Department of Computer Science, Virginia Tech, Blacksburg, Virginia, United States of America.
PLoS One. 2012;7(1):e29509. doi: 10.1371/journal.pone.0029509. Epub 2012 Jan 3.
There are now a multitude of articles published in a diversity of journals providing information about genes, proteins, pathways, and diseases. Each article investigates subsets of a biological process, but to gain insight into the functioning of a system as a whole, we must integrate information from multiple publications. Particularly, unraveling relationships between extra-cellular inputs and downstream molecular response mechanisms requires integrating conclusions from diverse publications.
We present an automated approach to biological knowledge discovery from PubMed abstracts, suitable for "connecting the dots" across the literature. We describe a storytelling algorithm that, given a start and end publication, typically with little or no overlap in content, identifies a chain of intermediate publications from one to the other, such that neighboring publications have significant content similarity. The quality of discovered stories is measured using local criteria such as the size of supporting neighborhoods for each link and the strength of individual links connecting publications, as well as global metrics of dispersion. To ensure that the story stays coherent as it meanders from one publication to another, we demonstrate the design of novel coherence and overlap filters for use as post-processing steps.

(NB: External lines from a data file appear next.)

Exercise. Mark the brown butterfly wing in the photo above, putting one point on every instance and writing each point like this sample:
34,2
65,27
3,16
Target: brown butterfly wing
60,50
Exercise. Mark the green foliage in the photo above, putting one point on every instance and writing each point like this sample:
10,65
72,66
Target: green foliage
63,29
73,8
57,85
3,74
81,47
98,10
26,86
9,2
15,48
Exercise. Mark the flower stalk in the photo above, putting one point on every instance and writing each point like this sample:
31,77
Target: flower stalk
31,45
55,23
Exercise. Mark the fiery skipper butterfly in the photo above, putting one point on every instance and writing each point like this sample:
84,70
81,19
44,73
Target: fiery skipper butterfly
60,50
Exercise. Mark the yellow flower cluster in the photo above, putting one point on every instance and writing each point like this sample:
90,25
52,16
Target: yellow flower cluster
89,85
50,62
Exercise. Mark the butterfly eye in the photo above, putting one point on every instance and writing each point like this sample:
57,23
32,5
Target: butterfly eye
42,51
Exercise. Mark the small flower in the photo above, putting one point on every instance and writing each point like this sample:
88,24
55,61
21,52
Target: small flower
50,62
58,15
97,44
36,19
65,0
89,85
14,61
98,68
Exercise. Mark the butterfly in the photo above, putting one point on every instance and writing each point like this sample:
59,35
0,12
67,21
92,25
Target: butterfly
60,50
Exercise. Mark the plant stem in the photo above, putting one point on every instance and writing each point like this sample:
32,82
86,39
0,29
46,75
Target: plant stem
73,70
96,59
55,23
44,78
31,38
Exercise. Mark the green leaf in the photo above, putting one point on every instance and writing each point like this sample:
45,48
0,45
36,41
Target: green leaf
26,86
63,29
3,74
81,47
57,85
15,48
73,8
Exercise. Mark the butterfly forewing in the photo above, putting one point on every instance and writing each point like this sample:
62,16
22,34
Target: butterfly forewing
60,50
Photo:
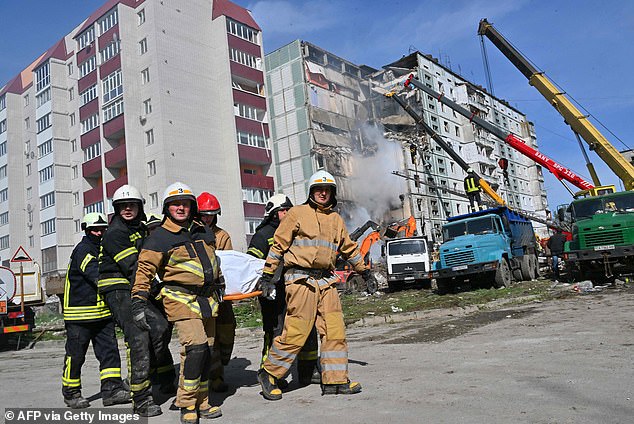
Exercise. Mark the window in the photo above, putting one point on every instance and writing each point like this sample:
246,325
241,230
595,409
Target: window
45,148
115,109
47,200
110,51
43,123
43,98
149,137
46,173
112,86
48,227
88,95
255,195
108,21
151,168
245,59
92,152
89,123
251,139
242,31
141,16
251,224
86,38
88,66
143,46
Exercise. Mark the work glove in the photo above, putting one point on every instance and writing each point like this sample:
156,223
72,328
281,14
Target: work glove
138,313
266,284
370,281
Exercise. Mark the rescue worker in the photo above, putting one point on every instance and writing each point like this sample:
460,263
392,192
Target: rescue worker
182,253
274,310
556,244
161,361
117,266
472,187
208,210
87,319
308,241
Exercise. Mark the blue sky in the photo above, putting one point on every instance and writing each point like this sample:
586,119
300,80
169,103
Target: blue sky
586,47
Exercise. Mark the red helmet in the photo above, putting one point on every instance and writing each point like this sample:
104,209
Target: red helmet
208,204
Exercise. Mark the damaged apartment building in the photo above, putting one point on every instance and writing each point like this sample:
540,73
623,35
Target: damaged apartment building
322,111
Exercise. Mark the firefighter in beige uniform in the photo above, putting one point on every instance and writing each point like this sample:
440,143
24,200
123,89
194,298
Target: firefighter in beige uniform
208,210
308,241
181,252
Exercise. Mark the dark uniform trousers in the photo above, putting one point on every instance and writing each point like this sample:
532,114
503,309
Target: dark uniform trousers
104,343
137,341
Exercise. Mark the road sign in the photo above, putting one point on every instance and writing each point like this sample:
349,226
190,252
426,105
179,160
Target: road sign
21,256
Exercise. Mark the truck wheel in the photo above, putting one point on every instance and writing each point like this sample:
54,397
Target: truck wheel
503,275
442,286
527,266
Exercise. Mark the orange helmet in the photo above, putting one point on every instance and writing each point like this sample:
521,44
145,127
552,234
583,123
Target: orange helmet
208,204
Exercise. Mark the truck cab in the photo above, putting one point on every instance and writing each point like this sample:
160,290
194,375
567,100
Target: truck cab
407,261
484,247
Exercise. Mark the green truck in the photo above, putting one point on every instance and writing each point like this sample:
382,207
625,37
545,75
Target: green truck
602,245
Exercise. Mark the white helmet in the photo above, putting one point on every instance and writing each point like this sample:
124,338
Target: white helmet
127,193
94,219
276,203
179,191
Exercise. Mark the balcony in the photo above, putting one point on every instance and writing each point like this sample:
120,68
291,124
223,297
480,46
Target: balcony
257,181
87,81
254,155
116,158
93,195
253,209
246,72
251,126
92,168
88,109
250,99
113,185
110,66
114,128
90,138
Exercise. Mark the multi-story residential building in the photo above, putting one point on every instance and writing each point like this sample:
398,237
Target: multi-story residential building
142,92
320,106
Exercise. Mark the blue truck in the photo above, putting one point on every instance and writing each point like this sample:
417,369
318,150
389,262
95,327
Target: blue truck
490,247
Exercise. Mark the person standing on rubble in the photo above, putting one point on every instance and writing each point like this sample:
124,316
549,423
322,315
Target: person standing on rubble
117,265
182,253
88,319
208,211
274,310
472,188
308,241
556,244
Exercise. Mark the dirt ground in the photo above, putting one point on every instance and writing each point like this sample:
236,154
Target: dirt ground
561,361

WE DEMONSTRATE THE APPLICATION OF OUR STORYTELLING ALGORITHM TO THREE CASE STUDIES: i) a many-one study exploring relationships between multiple cellular inputs and a molecule responsible for cell-fate decisions, ii) a many-many study exploring the relationships between multiple cytokines and multiple downstream transcription factors, and iii) a one-to-one study to showcase the ability to recover a cancer related association, viz. the Warburg effect, from past literature. The storytelling pipeline helps narrow down a scientist's focus from several hundreds of thousands of relevant documents to only around a hundred stories. We argue that our approach can serve as a valuable discovery aid for hypothesis generation and connection exploration in large unstructured biological knowledge bases.
现在有大量的文章发表在各种期刊上,提供关于基因、蛋白质、途径和疾病的信息。每篇文章都研究了生物过程的子集,但为了深入了解整个系统的功能,我们必须整合来自多个出版物的信息。特别是,要揭示细胞外输入与下游分子反应机制之间的关系,需要整合来自不同出版物的结论。
我们提出了一种从 PubMed 摘要中自动发现生物知识的方法,适用于“连接文献中的点”。我们描述了一种讲故事的算法,给定一个开始和结束的出版物,通常内容上几乎没有或没有重叠,该算法从一个出版物到另一个出版物识别出一连串的中间出版物,使得相邻的出版物具有显著的内容相似性。所发现的故事的质量使用局部标准来衡量,例如每个链接的支持邻域的大小和连接出版物的各个链接的强度,以及全局分散度指标。为了确保故事在从一个出版物到另一个出版物的曲折过程中保持连贯性,我们展示了新颖的连贯性和重叠过滤器的设计,作为后处理步骤。
我们展示了我们的讲故事算法在三个案例研究中的应用:i)一项多对一的研究,探索了多个细胞输入与负责细胞命运决定的分子之间的关系,ii)一项多对多的研究,探索了多个细胞因子与多个下游转录因子之间的关系,以及 iii)一项一对一的研究,展示了从过去文献中恢复与癌症相关的关联的能力,即沃伯格效应。讲故事的管道帮助科学家将注意力从数十万篇相关文献缩小到只有大约一百个故事。我们认为,我们的方法可以作为在大型非结构化生物知识库中生成假设和探索连接的有价值的发现辅助工具。